El estudio revela un despliegue desigual según el tipo de organización. Las startups lideran el ranking con una puntuación de 8 sobre 10, impulsadas por su naturaleza nativa digital. Les siguen de cerca las multinacionales, con un 7 sobre 10, que han dejado de considerar la IA como un proyecto aislado de innovación para integrarla de forma transversal en sus presupuestos. En el extremo opuesto se encuentran las pymes, que apenas alcanzan una puntuación de 2,5, limitando el uso de esta tecnología a tareas administrativas básicas.

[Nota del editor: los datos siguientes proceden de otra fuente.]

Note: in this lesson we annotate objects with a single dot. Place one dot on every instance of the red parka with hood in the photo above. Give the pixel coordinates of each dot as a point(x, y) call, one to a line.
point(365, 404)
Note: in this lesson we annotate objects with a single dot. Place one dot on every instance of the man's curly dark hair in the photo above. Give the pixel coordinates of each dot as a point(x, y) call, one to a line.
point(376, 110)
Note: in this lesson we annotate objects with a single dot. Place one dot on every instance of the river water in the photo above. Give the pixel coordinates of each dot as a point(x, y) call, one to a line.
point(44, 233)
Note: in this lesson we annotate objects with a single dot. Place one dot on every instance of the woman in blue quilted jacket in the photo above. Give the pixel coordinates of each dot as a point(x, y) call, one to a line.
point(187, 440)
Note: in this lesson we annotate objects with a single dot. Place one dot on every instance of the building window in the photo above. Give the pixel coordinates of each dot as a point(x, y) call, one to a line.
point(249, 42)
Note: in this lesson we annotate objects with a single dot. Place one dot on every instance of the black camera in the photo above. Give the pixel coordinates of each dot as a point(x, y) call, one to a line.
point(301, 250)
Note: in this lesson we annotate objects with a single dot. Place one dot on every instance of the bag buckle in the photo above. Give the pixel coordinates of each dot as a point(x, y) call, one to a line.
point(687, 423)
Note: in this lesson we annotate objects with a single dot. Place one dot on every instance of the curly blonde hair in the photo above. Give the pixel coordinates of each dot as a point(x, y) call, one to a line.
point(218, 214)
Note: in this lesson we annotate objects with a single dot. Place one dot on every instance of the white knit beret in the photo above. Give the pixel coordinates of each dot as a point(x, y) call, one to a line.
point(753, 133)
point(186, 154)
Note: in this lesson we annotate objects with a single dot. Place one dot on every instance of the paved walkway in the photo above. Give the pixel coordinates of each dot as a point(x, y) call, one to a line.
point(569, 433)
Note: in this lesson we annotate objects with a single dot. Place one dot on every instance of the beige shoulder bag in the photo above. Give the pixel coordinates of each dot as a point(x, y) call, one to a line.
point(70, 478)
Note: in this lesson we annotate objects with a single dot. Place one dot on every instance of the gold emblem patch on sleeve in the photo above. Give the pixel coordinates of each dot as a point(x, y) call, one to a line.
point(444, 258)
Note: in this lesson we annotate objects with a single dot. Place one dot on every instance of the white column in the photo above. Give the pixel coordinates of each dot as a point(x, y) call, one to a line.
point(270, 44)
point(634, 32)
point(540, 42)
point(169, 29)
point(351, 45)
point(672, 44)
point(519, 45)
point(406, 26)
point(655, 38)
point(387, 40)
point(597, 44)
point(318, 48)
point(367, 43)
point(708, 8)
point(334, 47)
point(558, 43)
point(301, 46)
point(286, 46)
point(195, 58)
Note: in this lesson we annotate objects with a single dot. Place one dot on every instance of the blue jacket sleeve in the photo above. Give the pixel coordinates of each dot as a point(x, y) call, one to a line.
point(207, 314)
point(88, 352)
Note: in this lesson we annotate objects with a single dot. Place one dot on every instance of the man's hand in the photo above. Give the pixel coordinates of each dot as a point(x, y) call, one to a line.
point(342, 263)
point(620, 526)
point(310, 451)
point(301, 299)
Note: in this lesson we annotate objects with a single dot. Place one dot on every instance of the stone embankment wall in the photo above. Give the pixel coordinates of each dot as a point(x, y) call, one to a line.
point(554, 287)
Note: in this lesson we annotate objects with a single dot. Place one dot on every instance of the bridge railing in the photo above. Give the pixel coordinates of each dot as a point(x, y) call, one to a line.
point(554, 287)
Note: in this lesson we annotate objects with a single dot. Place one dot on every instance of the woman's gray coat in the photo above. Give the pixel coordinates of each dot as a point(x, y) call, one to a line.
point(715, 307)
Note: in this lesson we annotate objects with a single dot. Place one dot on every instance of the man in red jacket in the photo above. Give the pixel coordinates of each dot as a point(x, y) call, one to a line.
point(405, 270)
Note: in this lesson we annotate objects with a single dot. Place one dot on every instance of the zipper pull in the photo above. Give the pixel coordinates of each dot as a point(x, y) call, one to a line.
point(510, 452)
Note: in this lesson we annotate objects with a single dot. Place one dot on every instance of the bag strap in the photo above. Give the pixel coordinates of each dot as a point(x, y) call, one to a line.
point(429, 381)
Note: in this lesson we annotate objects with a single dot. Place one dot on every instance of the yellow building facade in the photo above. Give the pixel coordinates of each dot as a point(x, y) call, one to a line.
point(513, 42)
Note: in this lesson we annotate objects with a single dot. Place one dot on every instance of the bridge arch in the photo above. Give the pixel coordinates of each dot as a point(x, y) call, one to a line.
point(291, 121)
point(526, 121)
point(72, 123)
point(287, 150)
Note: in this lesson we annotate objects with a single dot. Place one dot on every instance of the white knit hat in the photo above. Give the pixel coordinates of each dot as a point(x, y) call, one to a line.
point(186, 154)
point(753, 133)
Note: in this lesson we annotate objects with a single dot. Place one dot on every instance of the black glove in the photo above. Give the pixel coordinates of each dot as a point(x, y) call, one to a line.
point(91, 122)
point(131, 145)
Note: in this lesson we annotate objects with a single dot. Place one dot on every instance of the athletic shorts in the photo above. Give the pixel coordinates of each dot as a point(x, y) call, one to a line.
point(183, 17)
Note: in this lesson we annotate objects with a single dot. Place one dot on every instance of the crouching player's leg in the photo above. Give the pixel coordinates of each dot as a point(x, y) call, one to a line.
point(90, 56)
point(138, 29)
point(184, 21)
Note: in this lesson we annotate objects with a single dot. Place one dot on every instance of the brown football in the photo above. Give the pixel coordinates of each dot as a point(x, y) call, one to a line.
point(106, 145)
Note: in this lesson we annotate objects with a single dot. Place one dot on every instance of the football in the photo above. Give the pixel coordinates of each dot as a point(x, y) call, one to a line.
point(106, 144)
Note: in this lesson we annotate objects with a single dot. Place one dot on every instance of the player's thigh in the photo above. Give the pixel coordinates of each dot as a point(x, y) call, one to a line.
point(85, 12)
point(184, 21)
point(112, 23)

De la predicción a la autonomía operativa
La IA está redefiniendo el modelo de negocio energético a través de aplicaciones de vanguardia:
- Mantenimiento prescriptivo: Los sistemas ya no solo anticipan averías, sino que prescriben acciones exactas para optimizar costes técnicos.
- Plantas de energía virtuales (VPP): El uso de algoritmos permite coordinar miles de unidades de generación distribuida para que funcionen como una única central flexible.
- Sostenibilidad en centros de datos: La IA ajusta en tiempo real la refrigeración y carga de trabajo en los data centers, reduciendo significativamente su huella de carbono.
- Predicción de mercado: En un mix dependiente de la meteorología, la IA procesa variables en tiempo real para ajustar la previsión de precios y demanda.
Desafíos estructurales: la gobernanza y el talento
A pesar del avance, el informe identifica barreras críticas. Jacobo Pablos, CEO de Foqum, señala que el principal freno es la gobernanza del dato, debido a la existencia de «silos de información» y sistemas heredados incompatibles con modelos modernos.
A esto se suma la excesiva regulación europea, la resistencia cultural y, especialmente, la escasez de talento híbrido: profesionales capaces de combinar la ingeniería de datos con un conocimiento profundo del sistema eléctrico. Asimismo, la mayor conectividad de las plantas industriales ha elevado las alarmas en materia de ciberseguridad.
España, ante una oportunidad estratégica
El informe concluye con una perspectiva optimista para el país. Gracias a su potente red de renovables, España tiene la oportunidad de liderar la implementación de Edge AI (procesamiento en el origen) y sistemas agénticos capaces de ejecutar procesos con mínima supervisión humana. Según los expertos, el horizonte a cinco años apunta hacia un ecosistema energético descentralizado y resiliente, totalmente orquestado por algoritmos inteligentes.